The Birthgrave was one of her very first published novels, way back in the 1970s, so she grew as a writer quite a bit after that (although I did quite like The Dragon Hoard, which is a very early YA book she wrote). My personal favorites of hers also tend to be some of her earlier works, but I haven't done a re-read recently to see how well they've held up now that I'm older, have read more widely, and have access to a wider and more current range of Queer Stuff, which was otherwise not easy to find in the early 1990s when I found Tanith Lee books originally. (Tanith Lee was one of the first authors I read from the "adult" side of the library starting at around age 11 back in the early 1990s, which gave me some rather odd ideas about "typical" SF/fantasy genre fiction to the occasional consternation of anyone reading my WIPs back in middle school. She also was one of the first authors I read who ever dealt with any kind of Queer stuff or Gender stuff at all, since that was much less present in genre fiction at the time, particularly YA-ish or classic/older stuff which was most of what would get recommended to me.) My favorites from my teen years were the Tales from the Flat Earth Series, Cyrion, Don't Bite the Sun, Volkhavaar, Dat by Night, and the short stories "Crying in the Rain" and "By Crystal Light Beneath One Star". I probably haven't read any of them in the last decade or so, though. Lee always seemed like an author who was at her best at the short story length and many of her longer works either were really compilations of short stories with some kind of framing idea around them.

I haven't read The Blood of Roses yet - I'll have to pick up a copy when I have the energy for that kind of thing again. (The last vampire books by Lee that I remember reading were Dark Dance, Personal Darkness, that series...I think that was back in the 90s?) I've liked most things she wrote, although I was unable to get through The Gods Are Thirsty because it had too much tendency to laspe into French-language poetry.
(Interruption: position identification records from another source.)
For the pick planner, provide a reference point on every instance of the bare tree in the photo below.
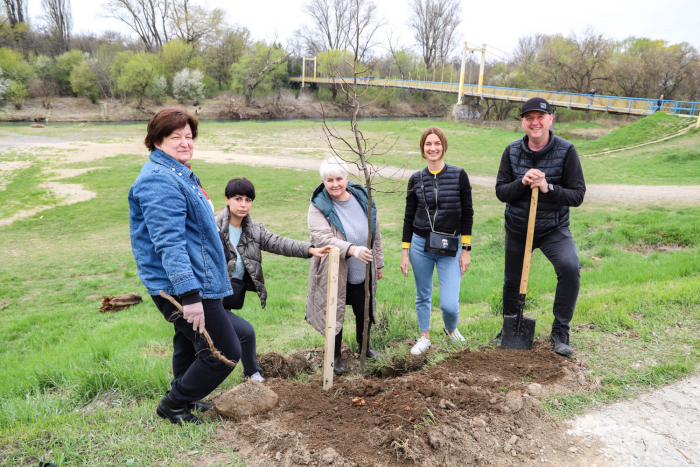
(435, 23)
(358, 151)
(192, 23)
(16, 11)
(147, 18)
(59, 22)
(334, 22)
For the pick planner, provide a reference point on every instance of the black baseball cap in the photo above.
(536, 103)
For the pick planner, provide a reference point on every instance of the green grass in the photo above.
(79, 387)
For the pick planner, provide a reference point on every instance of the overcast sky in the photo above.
(498, 23)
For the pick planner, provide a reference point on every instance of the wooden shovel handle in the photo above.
(528, 241)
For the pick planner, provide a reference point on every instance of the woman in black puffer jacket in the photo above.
(246, 239)
(439, 199)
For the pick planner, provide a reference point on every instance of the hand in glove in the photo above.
(362, 253)
(194, 314)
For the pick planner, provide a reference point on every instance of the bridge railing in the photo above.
(613, 104)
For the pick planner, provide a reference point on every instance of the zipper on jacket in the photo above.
(435, 188)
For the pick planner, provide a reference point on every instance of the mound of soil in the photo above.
(473, 408)
(275, 365)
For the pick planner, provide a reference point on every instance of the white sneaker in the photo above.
(455, 336)
(257, 377)
(421, 346)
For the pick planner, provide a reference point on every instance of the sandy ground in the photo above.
(68, 152)
(660, 429)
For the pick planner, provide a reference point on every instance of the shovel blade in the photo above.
(514, 338)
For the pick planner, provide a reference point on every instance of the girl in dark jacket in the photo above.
(439, 199)
(246, 238)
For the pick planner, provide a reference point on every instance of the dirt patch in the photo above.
(649, 249)
(275, 365)
(473, 408)
(71, 109)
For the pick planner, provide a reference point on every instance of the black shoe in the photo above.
(560, 342)
(199, 406)
(338, 365)
(177, 413)
(496, 340)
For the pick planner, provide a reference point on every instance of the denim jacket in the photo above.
(174, 236)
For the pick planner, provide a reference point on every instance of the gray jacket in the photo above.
(255, 238)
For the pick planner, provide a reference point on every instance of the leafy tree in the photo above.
(14, 67)
(193, 23)
(84, 82)
(64, 67)
(177, 55)
(16, 93)
(157, 88)
(135, 75)
(262, 67)
(4, 85)
(231, 46)
(188, 85)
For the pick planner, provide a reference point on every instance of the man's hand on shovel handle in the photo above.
(194, 314)
(533, 177)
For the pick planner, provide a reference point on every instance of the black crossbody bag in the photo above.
(437, 242)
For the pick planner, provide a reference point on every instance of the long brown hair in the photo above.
(433, 130)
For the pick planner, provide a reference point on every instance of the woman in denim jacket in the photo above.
(178, 250)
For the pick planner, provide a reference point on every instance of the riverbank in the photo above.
(224, 107)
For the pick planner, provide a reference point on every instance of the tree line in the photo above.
(179, 49)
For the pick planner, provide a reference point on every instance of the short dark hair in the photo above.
(433, 130)
(240, 186)
(165, 122)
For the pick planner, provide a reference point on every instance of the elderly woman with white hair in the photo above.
(338, 217)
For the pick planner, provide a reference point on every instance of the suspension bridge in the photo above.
(597, 102)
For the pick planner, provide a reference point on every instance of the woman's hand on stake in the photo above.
(404, 262)
(320, 252)
(464, 261)
(194, 314)
(362, 253)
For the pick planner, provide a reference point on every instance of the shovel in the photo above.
(519, 331)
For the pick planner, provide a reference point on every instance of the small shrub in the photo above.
(16, 94)
(4, 85)
(188, 85)
(158, 88)
(83, 81)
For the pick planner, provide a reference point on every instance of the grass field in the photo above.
(79, 387)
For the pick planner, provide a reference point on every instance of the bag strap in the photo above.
(425, 202)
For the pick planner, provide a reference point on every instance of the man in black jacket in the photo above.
(550, 163)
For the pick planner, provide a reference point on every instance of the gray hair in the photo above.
(333, 166)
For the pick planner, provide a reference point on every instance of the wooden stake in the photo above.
(331, 309)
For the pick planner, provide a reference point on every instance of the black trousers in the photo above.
(355, 297)
(196, 372)
(559, 248)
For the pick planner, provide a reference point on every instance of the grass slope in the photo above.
(80, 387)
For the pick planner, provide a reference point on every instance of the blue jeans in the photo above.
(449, 278)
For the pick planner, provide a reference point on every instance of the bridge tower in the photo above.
(303, 69)
(464, 64)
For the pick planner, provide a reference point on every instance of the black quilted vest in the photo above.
(549, 160)
(449, 202)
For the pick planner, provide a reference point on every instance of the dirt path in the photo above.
(595, 192)
(681, 132)
(660, 429)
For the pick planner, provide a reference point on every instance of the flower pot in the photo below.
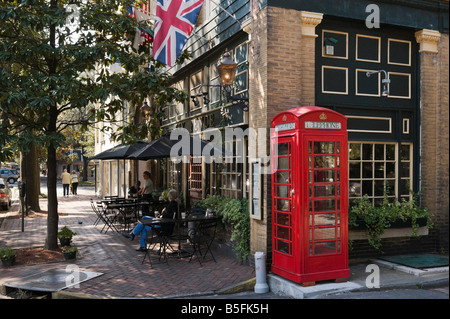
(65, 241)
(69, 255)
(9, 261)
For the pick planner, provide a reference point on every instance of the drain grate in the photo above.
(419, 261)
(53, 279)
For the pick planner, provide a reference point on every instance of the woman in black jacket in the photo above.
(170, 212)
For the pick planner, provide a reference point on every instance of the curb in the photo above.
(247, 285)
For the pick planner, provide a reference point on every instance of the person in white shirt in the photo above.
(74, 177)
(146, 191)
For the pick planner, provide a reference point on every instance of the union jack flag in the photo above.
(175, 20)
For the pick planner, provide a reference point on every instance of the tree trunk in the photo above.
(52, 214)
(30, 175)
(52, 200)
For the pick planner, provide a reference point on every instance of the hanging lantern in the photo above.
(227, 69)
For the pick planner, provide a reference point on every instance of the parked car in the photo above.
(5, 195)
(9, 175)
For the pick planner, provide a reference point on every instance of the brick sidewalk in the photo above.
(115, 256)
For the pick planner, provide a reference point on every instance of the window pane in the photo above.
(355, 170)
(390, 152)
(283, 247)
(283, 205)
(355, 189)
(367, 188)
(379, 170)
(379, 151)
(324, 205)
(324, 162)
(323, 147)
(324, 248)
(367, 170)
(355, 152)
(405, 169)
(324, 219)
(283, 233)
(283, 162)
(324, 190)
(324, 176)
(324, 233)
(404, 152)
(379, 188)
(367, 152)
(283, 149)
(283, 219)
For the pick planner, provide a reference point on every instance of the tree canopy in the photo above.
(55, 59)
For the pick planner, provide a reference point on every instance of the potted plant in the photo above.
(70, 252)
(65, 236)
(8, 256)
(390, 214)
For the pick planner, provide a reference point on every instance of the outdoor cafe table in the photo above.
(126, 208)
(178, 221)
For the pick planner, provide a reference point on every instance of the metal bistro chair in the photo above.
(202, 239)
(159, 236)
(107, 219)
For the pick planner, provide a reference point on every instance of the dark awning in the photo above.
(121, 151)
(162, 148)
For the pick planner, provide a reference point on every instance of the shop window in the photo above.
(375, 166)
(334, 80)
(233, 170)
(334, 44)
(368, 48)
(196, 82)
(399, 52)
(402, 87)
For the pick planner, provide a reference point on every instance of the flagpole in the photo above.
(229, 14)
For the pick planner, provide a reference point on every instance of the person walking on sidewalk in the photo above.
(146, 192)
(169, 212)
(66, 180)
(74, 178)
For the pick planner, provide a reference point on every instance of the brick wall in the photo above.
(434, 138)
(282, 72)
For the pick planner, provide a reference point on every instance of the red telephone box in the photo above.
(310, 195)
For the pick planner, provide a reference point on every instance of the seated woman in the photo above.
(169, 212)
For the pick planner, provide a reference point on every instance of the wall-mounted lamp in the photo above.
(227, 72)
(145, 107)
(329, 45)
(384, 82)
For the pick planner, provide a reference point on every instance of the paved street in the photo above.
(124, 275)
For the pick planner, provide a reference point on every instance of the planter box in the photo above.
(422, 222)
(9, 262)
(69, 255)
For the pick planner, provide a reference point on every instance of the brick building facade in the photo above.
(284, 63)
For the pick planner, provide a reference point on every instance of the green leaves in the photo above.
(235, 213)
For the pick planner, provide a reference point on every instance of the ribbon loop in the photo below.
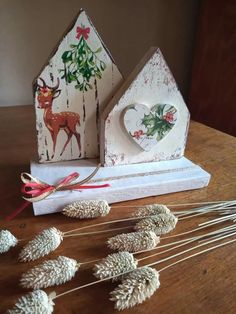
(35, 190)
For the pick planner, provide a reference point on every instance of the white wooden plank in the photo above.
(126, 182)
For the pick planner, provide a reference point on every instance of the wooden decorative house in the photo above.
(147, 120)
(70, 93)
(140, 126)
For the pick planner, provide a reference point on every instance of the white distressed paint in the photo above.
(127, 182)
(151, 83)
(71, 99)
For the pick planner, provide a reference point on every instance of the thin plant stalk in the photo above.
(214, 221)
(113, 221)
(196, 254)
(96, 232)
(152, 264)
(217, 233)
(190, 249)
(177, 205)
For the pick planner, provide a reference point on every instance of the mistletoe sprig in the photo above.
(81, 63)
(158, 122)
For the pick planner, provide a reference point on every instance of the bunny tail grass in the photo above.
(114, 265)
(160, 224)
(151, 210)
(135, 288)
(87, 209)
(134, 241)
(7, 240)
(34, 302)
(50, 273)
(44, 243)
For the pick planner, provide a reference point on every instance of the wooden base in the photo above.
(126, 182)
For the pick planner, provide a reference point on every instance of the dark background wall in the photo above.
(213, 87)
(29, 30)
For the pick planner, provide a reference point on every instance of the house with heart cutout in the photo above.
(147, 119)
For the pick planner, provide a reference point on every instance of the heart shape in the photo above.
(148, 126)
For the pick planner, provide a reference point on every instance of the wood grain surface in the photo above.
(203, 284)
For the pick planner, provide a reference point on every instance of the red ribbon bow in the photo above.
(35, 190)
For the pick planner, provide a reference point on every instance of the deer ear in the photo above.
(57, 93)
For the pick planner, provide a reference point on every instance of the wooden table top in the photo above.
(204, 283)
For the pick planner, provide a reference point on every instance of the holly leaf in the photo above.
(66, 56)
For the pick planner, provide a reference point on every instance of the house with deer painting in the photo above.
(71, 92)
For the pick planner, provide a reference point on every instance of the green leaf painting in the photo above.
(159, 122)
(81, 63)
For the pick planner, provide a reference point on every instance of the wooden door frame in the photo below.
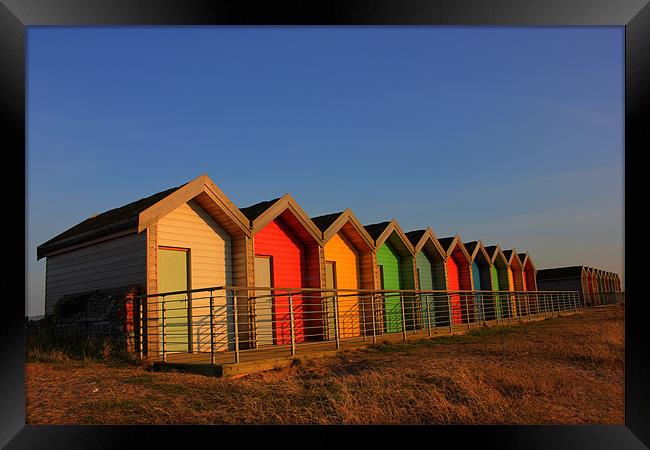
(188, 277)
(272, 284)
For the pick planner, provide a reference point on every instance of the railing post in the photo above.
(141, 327)
(451, 321)
(552, 302)
(401, 302)
(236, 322)
(211, 327)
(291, 325)
(512, 294)
(483, 309)
(162, 304)
(374, 327)
(363, 322)
(336, 321)
(428, 314)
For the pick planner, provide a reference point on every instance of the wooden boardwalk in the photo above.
(271, 356)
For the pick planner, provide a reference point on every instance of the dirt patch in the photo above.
(565, 370)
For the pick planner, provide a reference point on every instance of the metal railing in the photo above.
(231, 324)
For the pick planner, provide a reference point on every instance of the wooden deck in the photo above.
(271, 356)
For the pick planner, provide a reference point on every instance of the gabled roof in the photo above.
(375, 229)
(138, 215)
(474, 248)
(450, 242)
(420, 238)
(524, 258)
(495, 252)
(511, 255)
(330, 224)
(561, 272)
(109, 222)
(261, 214)
(208, 195)
(380, 232)
(325, 221)
(254, 211)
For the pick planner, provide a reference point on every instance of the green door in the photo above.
(263, 301)
(172, 276)
(496, 313)
(389, 261)
(330, 283)
(425, 281)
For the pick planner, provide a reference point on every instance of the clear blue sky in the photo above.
(509, 135)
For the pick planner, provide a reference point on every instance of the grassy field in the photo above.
(565, 370)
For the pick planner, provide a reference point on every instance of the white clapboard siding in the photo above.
(190, 226)
(110, 264)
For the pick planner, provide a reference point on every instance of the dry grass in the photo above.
(566, 370)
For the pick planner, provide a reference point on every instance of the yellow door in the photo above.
(345, 276)
(172, 276)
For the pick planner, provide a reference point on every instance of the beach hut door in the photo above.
(172, 276)
(330, 279)
(263, 301)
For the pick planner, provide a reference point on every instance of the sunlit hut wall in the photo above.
(459, 277)
(187, 237)
(199, 228)
(481, 277)
(349, 260)
(587, 286)
(517, 274)
(593, 283)
(431, 273)
(530, 271)
(286, 250)
(528, 279)
(570, 278)
(501, 281)
(395, 271)
(600, 275)
(610, 282)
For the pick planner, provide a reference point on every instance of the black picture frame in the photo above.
(16, 15)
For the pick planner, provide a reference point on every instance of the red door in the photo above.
(279, 242)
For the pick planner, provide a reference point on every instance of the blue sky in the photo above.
(510, 135)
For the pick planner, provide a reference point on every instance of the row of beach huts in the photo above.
(192, 237)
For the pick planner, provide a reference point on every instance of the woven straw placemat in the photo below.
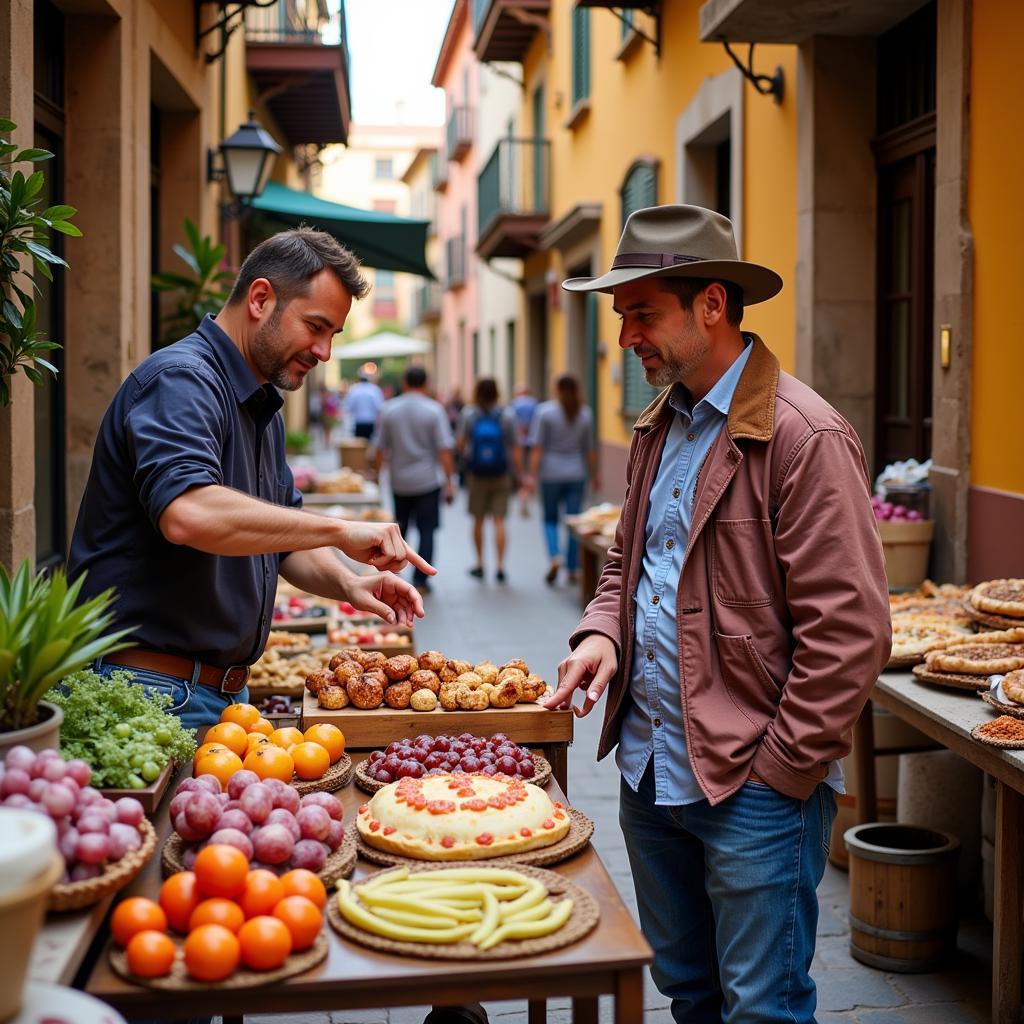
(542, 775)
(339, 864)
(582, 921)
(953, 680)
(581, 829)
(334, 778)
(178, 980)
(1014, 711)
(1006, 744)
(76, 895)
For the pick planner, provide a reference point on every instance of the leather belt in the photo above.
(230, 680)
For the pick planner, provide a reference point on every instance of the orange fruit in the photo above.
(220, 763)
(269, 761)
(303, 919)
(265, 943)
(245, 715)
(329, 736)
(220, 870)
(228, 733)
(217, 911)
(212, 952)
(286, 737)
(150, 954)
(299, 882)
(311, 760)
(263, 893)
(178, 898)
(134, 915)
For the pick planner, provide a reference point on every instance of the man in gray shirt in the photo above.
(415, 437)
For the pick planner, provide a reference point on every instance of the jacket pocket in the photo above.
(747, 680)
(742, 557)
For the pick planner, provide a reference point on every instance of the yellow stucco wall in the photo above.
(997, 219)
(635, 105)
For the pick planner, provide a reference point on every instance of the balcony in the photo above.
(298, 64)
(427, 304)
(460, 132)
(504, 30)
(455, 251)
(513, 198)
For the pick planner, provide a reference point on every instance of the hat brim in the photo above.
(758, 283)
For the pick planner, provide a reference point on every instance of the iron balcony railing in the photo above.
(456, 263)
(515, 180)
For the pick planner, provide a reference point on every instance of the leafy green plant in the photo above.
(25, 230)
(202, 292)
(44, 636)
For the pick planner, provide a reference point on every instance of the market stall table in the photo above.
(608, 961)
(947, 717)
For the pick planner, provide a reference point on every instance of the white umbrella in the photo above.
(383, 345)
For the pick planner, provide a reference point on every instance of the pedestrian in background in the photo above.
(363, 406)
(562, 457)
(416, 439)
(489, 451)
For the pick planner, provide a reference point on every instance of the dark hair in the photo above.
(568, 395)
(687, 290)
(485, 394)
(290, 259)
(415, 377)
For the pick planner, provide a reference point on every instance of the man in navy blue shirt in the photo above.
(190, 512)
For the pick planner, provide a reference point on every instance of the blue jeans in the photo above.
(196, 707)
(569, 494)
(727, 899)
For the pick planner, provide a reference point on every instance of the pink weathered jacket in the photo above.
(782, 612)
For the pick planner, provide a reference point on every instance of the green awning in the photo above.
(382, 241)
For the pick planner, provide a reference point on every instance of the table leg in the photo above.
(1007, 931)
(629, 996)
(863, 748)
(585, 1010)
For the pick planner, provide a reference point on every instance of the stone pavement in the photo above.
(482, 620)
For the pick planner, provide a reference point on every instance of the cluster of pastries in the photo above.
(368, 679)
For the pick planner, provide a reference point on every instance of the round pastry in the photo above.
(397, 694)
(432, 659)
(333, 697)
(487, 671)
(400, 667)
(425, 680)
(424, 699)
(471, 699)
(461, 817)
(366, 692)
(315, 681)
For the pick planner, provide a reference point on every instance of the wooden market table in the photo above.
(608, 961)
(528, 724)
(947, 717)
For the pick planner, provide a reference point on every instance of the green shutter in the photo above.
(581, 53)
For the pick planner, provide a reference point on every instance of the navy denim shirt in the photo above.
(192, 414)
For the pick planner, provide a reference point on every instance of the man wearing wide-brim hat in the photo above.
(739, 625)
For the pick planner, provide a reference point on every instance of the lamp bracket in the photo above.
(767, 85)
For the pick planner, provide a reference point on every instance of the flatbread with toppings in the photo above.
(1000, 597)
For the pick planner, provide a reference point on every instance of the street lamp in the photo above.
(246, 161)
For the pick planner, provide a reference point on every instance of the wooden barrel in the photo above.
(902, 896)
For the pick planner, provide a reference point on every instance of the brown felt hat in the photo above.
(681, 242)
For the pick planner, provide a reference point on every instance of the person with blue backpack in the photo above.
(489, 449)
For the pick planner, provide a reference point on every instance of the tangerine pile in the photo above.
(230, 916)
(243, 738)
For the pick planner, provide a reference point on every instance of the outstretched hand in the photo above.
(589, 668)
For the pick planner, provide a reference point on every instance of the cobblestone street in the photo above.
(477, 620)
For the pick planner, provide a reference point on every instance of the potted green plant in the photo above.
(45, 634)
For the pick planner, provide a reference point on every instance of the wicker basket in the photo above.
(75, 895)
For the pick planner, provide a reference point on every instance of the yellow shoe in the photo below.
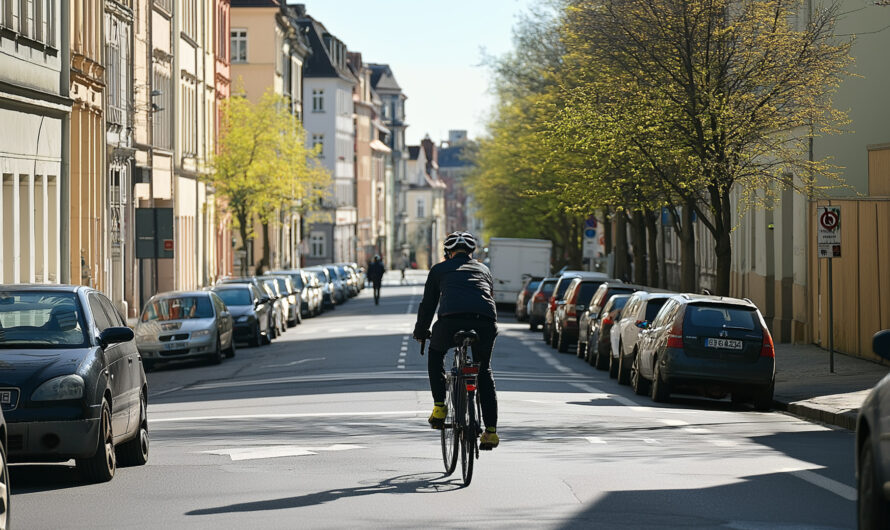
(489, 440)
(437, 418)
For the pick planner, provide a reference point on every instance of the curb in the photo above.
(840, 418)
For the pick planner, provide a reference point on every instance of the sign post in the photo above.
(828, 243)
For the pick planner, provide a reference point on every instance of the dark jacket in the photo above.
(375, 272)
(458, 286)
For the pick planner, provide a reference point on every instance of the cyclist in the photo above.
(375, 274)
(461, 287)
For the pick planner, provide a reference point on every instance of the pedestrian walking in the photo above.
(375, 274)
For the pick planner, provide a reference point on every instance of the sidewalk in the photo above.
(805, 388)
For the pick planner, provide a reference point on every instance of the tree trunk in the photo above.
(654, 258)
(607, 229)
(242, 229)
(622, 266)
(687, 251)
(265, 262)
(638, 240)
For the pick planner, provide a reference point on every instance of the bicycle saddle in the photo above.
(461, 335)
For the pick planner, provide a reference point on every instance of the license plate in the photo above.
(726, 344)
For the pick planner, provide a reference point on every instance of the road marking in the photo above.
(838, 488)
(287, 416)
(620, 399)
(673, 423)
(277, 451)
(293, 363)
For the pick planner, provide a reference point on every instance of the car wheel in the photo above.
(763, 397)
(871, 508)
(637, 381)
(562, 345)
(135, 451)
(217, 355)
(661, 393)
(257, 336)
(4, 490)
(101, 466)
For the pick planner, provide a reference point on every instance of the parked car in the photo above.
(872, 450)
(328, 291)
(594, 327)
(281, 304)
(538, 302)
(185, 325)
(250, 308)
(709, 345)
(639, 312)
(529, 285)
(73, 384)
(292, 295)
(558, 295)
(4, 475)
(339, 282)
(569, 310)
(308, 290)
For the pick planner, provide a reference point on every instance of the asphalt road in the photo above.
(326, 428)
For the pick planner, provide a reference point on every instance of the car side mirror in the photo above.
(115, 335)
(880, 343)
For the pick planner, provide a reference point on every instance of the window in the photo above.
(317, 245)
(239, 45)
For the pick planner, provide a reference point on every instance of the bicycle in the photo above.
(461, 429)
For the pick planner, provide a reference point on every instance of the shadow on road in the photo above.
(416, 483)
(729, 505)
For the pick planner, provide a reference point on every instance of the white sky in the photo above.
(435, 50)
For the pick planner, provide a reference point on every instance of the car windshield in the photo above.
(235, 296)
(41, 319)
(652, 308)
(708, 316)
(179, 308)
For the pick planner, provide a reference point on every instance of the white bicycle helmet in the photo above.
(460, 240)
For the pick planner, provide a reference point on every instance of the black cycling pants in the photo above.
(443, 339)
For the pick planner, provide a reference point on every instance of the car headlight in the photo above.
(63, 387)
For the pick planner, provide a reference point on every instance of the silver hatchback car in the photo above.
(185, 325)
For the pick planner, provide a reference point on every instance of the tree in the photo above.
(263, 164)
(742, 87)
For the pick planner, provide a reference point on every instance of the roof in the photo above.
(63, 288)
(453, 157)
(321, 63)
(382, 78)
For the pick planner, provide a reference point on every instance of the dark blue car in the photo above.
(71, 380)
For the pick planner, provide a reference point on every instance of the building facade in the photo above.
(393, 116)
(34, 103)
(328, 86)
(425, 200)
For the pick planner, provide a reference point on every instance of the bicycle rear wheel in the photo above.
(468, 438)
(450, 431)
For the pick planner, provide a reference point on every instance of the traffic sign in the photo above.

I suppose I could give it another try one of these years.

In terms of what I'm actually reading right now, I think the only "new" book I've had the energy for so far this year (as opposed to a re-read) is Where the Drowned Girls Go by Seanan McGuire back when that came out in January. I'm currently re-reading Barbara Hambly's Darwath books yet again since I just don't have the energy for books with surprises in them right now. When I have slightly more energy this summer, I discovered recently that some, but not all, of Jim Kjelgaard's works have somehow escaped to the public domain (someone must not have bothered to renew the copyright on some of them at some point back when that was a thing?) so I'm going to read several books of his that my local library didn't copies of when I was growing up but which I can now get as free ebooks from Project Gutenberg. He's certainly From A Different Time in terms of sensibilities than a lot of other stuff I read, but I always enjoyed his books as a break from heavier stuff when I was in middle or high school (and otherwise mostly reading Tanith Lee) so I suppose I'll probably enjoy more 1940s books mostly about animals and/or hunting even if they probably don't really hold up in some ways.

I'm also debating buying a Worldcon supporting membership so I can get the Hugo packet and read through all of that this summer before voting. I last did that for 2020 and enjoyed most of it, but it's a big project and I'm just not sure I'm up for that much new stuff this year.